Le 3e symposium de l’AfriGEOSS, le système africain des systèmes de l’observation de la terre, tenu du 26 au 28 juin à Libreville, a débouché sur la volonté des Etats de créer un organe d’observation spatiale commun en Afrique.

Les experts du 3e symposium de l’AfriGEOSS autour du ministre délégué à la communication Chantal Akouosso, le 28 juin 2018. © Gabonreview

 

Des participants au 3e symposium. © Gabonreview

Démarré le 26 juin sous le thème «Construire des observations de la Terre plus intelligentes pour soutenir les politiques de développement durable», le 3e symposium de l’AfriGEOSS s’est achevé le 28 juin dans la capitale gabonaise.

Après trois jours de partages d’expériences et de débats avec les experts, autour de la thématique retenue cette année, les participants ont exprimé la volonté de créer un organe d’observation de la terre commun en Afrique.

Autrement dit, les représentants des Etats ont marqué leur volonté à s’unir, mutualiser des efforts et mener des réflexions plus poussées en vue de créer un organe d’observation de la terre continental dans les prochaines années.

Cet organe devrait, entre autres, faciliter la localisation des terres arables en Afrique, identifier des zones à risques, prévenir sur les changements climatiques.

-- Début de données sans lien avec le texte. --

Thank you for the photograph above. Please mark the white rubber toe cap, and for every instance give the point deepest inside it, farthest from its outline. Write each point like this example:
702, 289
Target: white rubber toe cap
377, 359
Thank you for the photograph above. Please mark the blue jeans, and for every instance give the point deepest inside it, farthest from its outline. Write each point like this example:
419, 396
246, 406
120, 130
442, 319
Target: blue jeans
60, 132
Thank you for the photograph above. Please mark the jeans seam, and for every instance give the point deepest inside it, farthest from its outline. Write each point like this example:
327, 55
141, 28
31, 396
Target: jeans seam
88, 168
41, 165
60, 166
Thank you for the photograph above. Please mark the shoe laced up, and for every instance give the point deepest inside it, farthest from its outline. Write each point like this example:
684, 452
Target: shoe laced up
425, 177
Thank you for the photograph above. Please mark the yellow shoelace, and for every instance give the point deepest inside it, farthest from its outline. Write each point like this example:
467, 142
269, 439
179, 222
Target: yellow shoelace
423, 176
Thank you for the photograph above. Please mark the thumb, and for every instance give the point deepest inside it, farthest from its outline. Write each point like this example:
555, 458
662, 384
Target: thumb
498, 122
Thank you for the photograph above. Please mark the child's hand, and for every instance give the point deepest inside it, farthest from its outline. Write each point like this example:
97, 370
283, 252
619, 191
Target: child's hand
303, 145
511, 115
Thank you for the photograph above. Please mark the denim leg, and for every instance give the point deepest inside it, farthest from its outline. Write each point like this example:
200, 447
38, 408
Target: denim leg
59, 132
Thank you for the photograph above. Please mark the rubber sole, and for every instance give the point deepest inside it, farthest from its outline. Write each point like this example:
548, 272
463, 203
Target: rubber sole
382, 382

Tout ceci dans l’objectif de soutenir les politiques de développement durable.

Prononçant son allocution de clôture du symposium, la ministre déléguée à l’Economie numérique, Chantal Akouosso, s’est satisfaite de la qualité des travaux et davantage du projet évoqué par les participants. Pour elle, s’il est mis en place conformément à leur volonté, cet organe d’observation spatiale africain «permettrait une meilleure occupation de sols, une gestion durable des forets et de l’eau, un meilleur accompagnement des services de santé et de climatologie».

Pour sa part, le directeur général adjoint de l’Agence gabonaise d’études et d’observation spatiale s’est félicité de la capacité de l’Ageos et du Gabon à abriter des évènements d’envergure continentale.

Organisé après celui de Sunyani au Ghana en 2017, le symposium de Libreville s’est tenu dans le cadre du Groupe on Earth Observation (GEO). Il visait, entre autres, à renforcer la collaboration, les synergies et les opportunités liées aux différentes initiatives nationales et internationales.

Les travaux de Libreville ont notamment porté sur les questions liées à la santé alimentaire et l’agriculture durable, l’eau en Afrique, l’occupation des sols dans le continent et la gestion durable des ressources naturelles.